Well, maybe more than one might imagine. They probably were not living in bands of alpha males with lots of females. It's more like a monogamous pair bonding with a little bit of flexibility around the edges. But one thing we do know is that there was sex going on between Neanderthals and other hominids, including us, because we can see this from the genetics. It used to be theorized that we started to disperse and we basically replaced the Neanderthals without any interbreeding around 40,000 years ago.

Today we can see that the chronology for our own movement into Eurasia is way older than we used to believe. So the span of time over which there was potential to have interaction with Neanderthals and other more ancient Eurasian hominids is much larger. And certainly we see that in the DNA. It was only a decade ago that we got the first draft nuclear genome for Neanderthals, and that showed clearly that most living people today had a genetic legacy from Neanderthals. We now believe that the latest interbreeding event probably happened about 55,000 years ago. 

What we still don't know for sure is the social context of that, why were people having sex? Was it consensual or was it based around some kind of conflict? Probably a bit of both.

Wragg Sykes holds a 55 thousand year old handaxe found in Lynford in the U.K. (Rebecca Wragg Sykes and Alison Atkins)

Neanderthals who had all the qualities that would seem to allow them to adapt to their environment, adapt to survival for so long, more than 300,000 years, and yet they went extinct. Do you think they could have coexisted with us for a longer period? 

We know that we did coexist with Neanderthals for 160,000 years or more. The question is, why did things change? It's very likely that Neanderthals and early Homo sapiens were living at really low population densities, there was hardly any of either population. And what we see is that Neanderthals appear to have been living in more socially isolated subpopulations.

So basically the breeding pool that they had available to them is smaller and probably they were less interconnected with each other, whereas we don't see that signal for those early Homo sapiens people. Again, there probably was hardly any of them, but they seem to have been in contact with each other more. 

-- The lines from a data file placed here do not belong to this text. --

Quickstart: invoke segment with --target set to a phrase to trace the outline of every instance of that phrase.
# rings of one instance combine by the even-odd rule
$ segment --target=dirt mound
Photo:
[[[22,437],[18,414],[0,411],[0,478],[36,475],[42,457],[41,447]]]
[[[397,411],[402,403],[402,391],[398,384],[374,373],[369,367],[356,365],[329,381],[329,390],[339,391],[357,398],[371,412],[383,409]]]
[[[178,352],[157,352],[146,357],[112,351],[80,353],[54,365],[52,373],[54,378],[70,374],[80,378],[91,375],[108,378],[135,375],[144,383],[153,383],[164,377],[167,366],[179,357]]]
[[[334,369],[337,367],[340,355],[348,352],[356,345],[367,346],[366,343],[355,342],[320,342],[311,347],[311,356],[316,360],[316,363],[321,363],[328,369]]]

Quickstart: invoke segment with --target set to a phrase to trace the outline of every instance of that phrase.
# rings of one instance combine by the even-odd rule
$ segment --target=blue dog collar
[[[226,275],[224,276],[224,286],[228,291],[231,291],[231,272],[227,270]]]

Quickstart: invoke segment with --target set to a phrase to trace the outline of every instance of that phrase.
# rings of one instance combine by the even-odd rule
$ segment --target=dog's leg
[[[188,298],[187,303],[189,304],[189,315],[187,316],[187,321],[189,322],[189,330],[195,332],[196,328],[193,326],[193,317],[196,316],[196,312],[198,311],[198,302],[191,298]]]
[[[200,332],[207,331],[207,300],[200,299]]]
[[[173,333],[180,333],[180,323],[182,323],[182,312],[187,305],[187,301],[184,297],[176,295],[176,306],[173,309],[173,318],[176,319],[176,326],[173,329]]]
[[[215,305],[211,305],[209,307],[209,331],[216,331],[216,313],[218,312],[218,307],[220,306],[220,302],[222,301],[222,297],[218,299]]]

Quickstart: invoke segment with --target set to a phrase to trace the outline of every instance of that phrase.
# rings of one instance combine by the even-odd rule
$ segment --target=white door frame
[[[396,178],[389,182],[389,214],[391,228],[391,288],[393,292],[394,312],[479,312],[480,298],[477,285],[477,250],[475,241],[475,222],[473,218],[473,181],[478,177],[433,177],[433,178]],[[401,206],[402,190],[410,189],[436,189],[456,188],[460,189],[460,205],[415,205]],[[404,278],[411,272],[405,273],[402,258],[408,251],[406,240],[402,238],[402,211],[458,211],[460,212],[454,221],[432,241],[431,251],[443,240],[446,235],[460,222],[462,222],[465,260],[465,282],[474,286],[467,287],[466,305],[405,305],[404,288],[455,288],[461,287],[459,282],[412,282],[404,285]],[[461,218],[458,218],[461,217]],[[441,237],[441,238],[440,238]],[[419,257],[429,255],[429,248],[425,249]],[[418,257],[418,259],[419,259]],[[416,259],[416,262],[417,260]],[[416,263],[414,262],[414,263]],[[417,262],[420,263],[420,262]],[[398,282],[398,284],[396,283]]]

You say that Neanderthals were never some sort of 'highway service station en route to real people, they were state of the art humans, just a different sort.' So what's the legacy of the Neanderthals to you? 

Well, I wrote that because I really wanted people to think about Neanderthals just on their own terms. They're so often viewed as a foil to us, like a sidekick. Or we just use them as a mirror to say something about us. I would like readers to take home with them that this is part of our great human story. They're our closest relatives in that sense, and they're still with us. That legacy is still here today.